Croient-ils toujours qu’il était judicieux de
financer une clique d’opposants corrompus, et de livrer des armes qui
ont fini entre les mains des assassins qui décapitent un enfant à Alep
ou égorgent un prêtre en Normandie ? Vont-ils, avec le recul, se
demander s’il était bénéfique à la France, sans parler du déshonneur, de
s’allier ouvertement avec des pétromonarchies obscurantistes dont
chacun sait, sauf François Burgat, qu’elles sponsorisent la terreur ?
Inutile,
sans doute, d’attendre de nos dirigeants le moindre regret pour ces
décisions ineptes. Leur « perseverare diabolicum » n’a pas fini de nous
sidérer, hélas, presque autant que les attentats qui tombent sur nos
têtes. Pour que nos dirigeants soient capables d’un peu de lucidité
rétrospective, il faudrait en effet qu’ils rompent avec ces allégeances
volontaires qui ont fait de notre pays le pitoyable supplétif,
mi-brouillon mi-cynique, d’un impérialisme occidental dont les USA
assurent la direction, au Moyen-Orient comme ailleurs.
Dès le
lendemain de l’attentat de Nice, comme pour valider cette soumission à
l’agenda US, le président français annonce avec entrain de nouveaux
bombardements en Syrie. Cinq jours plus tard, le massacre de dizaines de
civils (125 selon le gouvernement syrien) sous les bombes de la
« coalition » fournit une illustration sanglante de cette politique.
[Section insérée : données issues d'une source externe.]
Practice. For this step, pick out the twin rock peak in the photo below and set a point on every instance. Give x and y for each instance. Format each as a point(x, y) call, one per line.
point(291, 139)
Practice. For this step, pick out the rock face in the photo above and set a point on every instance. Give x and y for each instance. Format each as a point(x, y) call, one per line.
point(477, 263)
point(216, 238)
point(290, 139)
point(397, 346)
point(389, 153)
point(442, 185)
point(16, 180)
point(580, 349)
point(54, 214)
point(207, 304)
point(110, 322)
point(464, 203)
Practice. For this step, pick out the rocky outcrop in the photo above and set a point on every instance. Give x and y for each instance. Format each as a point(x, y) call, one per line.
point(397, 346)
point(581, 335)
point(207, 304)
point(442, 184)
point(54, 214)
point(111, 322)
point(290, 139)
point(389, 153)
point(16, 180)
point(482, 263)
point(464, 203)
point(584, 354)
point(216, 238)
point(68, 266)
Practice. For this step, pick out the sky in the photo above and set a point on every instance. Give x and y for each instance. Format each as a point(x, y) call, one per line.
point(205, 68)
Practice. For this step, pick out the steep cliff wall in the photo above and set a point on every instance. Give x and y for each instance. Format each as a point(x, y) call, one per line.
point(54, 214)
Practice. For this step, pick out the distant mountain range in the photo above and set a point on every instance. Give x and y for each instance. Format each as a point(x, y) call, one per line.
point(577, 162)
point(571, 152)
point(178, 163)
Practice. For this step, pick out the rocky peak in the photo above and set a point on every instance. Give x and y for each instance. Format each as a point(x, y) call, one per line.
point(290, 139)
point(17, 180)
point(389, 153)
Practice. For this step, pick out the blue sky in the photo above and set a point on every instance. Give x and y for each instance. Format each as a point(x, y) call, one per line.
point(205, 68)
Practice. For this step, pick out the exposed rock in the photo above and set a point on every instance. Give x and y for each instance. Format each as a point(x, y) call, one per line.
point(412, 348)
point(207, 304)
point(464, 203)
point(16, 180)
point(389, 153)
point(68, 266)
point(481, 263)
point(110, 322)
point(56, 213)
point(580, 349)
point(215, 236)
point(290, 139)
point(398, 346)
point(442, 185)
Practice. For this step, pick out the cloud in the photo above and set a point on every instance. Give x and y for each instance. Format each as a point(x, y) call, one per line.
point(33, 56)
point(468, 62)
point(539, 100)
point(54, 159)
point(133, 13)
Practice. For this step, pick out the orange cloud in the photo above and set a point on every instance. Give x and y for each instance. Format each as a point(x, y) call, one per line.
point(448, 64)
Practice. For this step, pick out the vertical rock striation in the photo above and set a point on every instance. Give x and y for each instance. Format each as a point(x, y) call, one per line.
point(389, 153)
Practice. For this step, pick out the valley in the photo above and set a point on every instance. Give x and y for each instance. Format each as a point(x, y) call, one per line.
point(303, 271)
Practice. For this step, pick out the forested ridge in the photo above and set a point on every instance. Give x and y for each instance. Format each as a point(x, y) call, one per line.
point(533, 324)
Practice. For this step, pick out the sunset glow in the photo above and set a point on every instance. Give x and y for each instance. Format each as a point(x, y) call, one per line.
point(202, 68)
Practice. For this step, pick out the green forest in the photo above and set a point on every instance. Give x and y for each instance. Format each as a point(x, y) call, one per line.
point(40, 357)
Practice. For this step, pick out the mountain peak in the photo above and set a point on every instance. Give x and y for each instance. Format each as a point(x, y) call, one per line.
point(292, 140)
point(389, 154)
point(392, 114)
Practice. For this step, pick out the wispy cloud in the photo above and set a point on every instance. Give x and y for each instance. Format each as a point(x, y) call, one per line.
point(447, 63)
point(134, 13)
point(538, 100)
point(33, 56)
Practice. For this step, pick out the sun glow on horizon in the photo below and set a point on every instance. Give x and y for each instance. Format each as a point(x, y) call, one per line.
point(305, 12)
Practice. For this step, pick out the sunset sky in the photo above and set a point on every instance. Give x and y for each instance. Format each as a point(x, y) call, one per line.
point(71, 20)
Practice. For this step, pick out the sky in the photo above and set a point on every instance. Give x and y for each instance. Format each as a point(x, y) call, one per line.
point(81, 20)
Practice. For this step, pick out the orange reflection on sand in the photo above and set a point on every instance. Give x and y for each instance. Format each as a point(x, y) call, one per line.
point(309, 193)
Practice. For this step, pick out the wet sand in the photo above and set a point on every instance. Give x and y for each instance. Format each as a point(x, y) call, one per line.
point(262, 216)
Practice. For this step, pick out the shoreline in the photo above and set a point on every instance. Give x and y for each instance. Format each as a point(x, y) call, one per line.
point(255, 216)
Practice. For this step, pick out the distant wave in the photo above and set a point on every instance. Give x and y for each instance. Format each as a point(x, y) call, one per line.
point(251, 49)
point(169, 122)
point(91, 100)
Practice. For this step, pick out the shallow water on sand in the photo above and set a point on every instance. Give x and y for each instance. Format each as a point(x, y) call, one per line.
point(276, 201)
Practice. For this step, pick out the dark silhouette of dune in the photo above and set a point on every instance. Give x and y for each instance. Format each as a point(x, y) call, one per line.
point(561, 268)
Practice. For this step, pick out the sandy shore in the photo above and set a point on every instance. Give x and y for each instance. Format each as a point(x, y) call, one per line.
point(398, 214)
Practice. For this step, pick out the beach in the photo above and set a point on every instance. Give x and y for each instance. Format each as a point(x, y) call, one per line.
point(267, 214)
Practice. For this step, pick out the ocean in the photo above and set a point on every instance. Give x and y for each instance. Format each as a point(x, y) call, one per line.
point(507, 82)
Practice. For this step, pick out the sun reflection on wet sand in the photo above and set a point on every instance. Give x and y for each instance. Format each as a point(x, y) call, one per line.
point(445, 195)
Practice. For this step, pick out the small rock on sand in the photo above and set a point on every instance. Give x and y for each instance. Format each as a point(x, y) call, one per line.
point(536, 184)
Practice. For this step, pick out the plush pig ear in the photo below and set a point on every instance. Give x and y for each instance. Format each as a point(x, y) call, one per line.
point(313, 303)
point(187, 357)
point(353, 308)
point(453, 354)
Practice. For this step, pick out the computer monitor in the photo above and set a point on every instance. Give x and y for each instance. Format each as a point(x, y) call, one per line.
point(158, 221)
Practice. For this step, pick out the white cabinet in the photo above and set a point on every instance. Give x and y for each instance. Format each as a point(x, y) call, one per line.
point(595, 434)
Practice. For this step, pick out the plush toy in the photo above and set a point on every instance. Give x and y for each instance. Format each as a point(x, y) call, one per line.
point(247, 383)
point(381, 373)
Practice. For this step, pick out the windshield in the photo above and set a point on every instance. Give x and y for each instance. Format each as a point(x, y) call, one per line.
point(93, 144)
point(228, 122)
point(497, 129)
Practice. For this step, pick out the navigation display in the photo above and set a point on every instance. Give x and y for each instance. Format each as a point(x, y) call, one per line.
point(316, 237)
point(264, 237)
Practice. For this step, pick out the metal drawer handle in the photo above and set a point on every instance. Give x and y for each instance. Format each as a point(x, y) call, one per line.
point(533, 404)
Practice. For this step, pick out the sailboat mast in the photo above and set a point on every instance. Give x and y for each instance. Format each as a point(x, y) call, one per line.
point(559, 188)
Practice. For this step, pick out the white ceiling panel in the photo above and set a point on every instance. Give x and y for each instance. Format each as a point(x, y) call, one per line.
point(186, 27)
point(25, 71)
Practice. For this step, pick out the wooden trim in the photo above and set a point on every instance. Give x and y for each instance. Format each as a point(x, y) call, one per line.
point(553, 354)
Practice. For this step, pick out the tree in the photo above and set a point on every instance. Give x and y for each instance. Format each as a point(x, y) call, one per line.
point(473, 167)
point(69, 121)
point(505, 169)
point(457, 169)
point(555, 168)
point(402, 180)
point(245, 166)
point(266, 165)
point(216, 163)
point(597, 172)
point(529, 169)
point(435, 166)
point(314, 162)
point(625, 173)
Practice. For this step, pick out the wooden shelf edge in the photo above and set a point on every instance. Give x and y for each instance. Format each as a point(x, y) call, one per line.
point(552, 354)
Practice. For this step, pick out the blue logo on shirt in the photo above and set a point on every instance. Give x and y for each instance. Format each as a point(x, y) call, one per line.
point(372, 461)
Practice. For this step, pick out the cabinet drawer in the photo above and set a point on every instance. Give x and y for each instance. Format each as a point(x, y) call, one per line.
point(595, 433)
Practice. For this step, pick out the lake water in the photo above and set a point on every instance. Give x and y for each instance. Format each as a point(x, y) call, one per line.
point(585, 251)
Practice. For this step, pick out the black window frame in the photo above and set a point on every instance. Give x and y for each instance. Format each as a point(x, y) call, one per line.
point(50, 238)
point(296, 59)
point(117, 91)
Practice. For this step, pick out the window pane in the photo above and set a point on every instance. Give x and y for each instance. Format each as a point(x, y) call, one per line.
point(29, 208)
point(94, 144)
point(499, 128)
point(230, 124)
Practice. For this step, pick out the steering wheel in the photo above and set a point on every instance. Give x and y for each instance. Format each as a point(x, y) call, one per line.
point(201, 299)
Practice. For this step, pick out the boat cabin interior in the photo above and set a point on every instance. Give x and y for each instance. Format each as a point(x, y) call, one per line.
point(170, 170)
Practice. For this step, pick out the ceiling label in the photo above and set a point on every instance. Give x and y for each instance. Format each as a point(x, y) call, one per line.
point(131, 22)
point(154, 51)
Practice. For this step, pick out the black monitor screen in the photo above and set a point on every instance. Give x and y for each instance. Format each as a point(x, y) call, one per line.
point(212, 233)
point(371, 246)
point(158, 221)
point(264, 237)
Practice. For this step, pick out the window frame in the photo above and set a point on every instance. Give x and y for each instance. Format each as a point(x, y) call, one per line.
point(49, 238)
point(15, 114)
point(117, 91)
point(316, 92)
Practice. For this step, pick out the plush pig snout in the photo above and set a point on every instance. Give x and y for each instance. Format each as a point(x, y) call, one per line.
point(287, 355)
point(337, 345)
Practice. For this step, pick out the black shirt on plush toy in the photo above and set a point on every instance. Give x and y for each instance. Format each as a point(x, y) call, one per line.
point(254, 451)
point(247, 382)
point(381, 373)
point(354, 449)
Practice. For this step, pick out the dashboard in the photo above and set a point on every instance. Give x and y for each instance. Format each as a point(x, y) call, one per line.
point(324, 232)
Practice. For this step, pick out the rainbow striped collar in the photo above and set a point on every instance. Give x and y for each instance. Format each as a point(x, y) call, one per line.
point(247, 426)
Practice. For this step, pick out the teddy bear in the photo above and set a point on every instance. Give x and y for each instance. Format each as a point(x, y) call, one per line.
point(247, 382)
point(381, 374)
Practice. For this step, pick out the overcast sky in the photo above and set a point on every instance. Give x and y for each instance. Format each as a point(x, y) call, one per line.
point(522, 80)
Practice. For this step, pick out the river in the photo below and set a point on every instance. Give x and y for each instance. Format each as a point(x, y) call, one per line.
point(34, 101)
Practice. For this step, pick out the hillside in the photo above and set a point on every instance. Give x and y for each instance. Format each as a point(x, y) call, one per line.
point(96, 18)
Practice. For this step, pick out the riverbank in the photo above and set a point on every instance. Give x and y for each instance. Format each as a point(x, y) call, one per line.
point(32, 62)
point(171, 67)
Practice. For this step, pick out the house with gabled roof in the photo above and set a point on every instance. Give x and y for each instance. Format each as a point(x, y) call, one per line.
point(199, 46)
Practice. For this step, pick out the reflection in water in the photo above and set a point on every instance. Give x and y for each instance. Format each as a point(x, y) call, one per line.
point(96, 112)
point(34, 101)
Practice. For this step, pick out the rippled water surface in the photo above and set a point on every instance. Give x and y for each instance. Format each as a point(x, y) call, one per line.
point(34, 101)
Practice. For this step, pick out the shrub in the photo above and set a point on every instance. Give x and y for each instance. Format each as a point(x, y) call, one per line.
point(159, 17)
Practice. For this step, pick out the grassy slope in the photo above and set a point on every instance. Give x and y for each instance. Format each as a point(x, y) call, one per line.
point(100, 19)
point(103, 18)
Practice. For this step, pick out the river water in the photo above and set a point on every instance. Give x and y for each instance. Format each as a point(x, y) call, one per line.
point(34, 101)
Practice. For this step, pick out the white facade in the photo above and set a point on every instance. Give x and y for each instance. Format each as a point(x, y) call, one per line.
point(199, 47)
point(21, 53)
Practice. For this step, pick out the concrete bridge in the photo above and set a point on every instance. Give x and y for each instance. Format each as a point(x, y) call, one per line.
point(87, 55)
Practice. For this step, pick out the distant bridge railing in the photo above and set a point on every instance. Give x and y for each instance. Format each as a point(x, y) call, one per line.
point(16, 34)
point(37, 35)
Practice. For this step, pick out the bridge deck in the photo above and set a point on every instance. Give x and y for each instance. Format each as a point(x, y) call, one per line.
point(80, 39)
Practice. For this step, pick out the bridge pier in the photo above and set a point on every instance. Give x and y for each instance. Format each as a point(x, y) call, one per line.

Mais même après ce carnage aucun doute n’effleure nos dirigeants sur la
pertinence de ces représailles, manifestement élevées au rang de réflexe
pavlovien par des dirigeants aussi dépassés par les événements que
désireux de le faire oublier par un mouvement de menton mussolinien.
Militairement
inefficaces, ces frappes aériennes ? Oui, absolument, on le sait, mais
peu importe, puisque les puissances occidentales n’ont jamais visé
l’élimination par les armes du prétendu « Etat islamique ». Elles ne
songent, au contraire, qu’à exténuer l’Etat syrien, faute d’avoir pu
l’anéantir, et préfèrent nettement « Daech » ou « Al-Nosra » à
« Bachar », selon la terminologie de propagandistes comme Jean-Pierre
Filiu et François Burgat qui habillent de leur prose servile cet
alignement de la France sur la stratégie US du « chaos constructif ».
Politiquement
absurdes, ces bombardements qui, en tuant des civils au nom de la
démocratie, offrent un semblant de légitimité à Daech et font le lit du
djihadisme ? Mais cet argument est de peu de poids, puisqu’il s’agit
surtout de détruire la Syrie baasiste, cette insupportable anomalie par
temps d’hégémonie occidentale, et de ruiner de fond en comble la société
syrienne, de la pulvériser en factions hostiles, dans le seul but de
« protéger Israël contre l’Iran », selon la formule merveilleusement
limpide d’Hillary Clinton.
Au fond, le massacre d’innocents en
Syrie en représailles à des attentats en France, c’est la métaphore de
notre politique en Syrie : des armes pour les terroristes et des bombes
pour les civils. Ceux qui fournissent des armes aux mercenaires
wahhabites, à l’évidence, ne voient aucun inconvénient à vitrifier des
populations qui en sont les premières victimes.
Car leurs véritables
ennemis ne sont pas Daech et Al-Nosra, ce ne sont pas les mangeurs de
foie démocrates et les coupeurs de tête humanistes. Leur ennemi, c’est
cette nation syrienne, jalouse de son indépendance et rétive à l’ordre
impérial, qui refuse obstinément de se plier à leurs injonctions.
Bruno Guigue, ancien
élève de l’École Normale Supérieure et de l’ENA, Haut fonctionnaire
d’Etat français, essayiste et politologue, professeur de philosophie
dans l’enseignement secondaire, chargé de cours en relations
internationales à l’Université de La Réunion. Il est l’auteur de cinq
ouvrages, dont « Aux origines du conflit israélo-arabe, L’invisible remords de l’Occident, L’Harmattan, 2002 », et de centaines d’articles.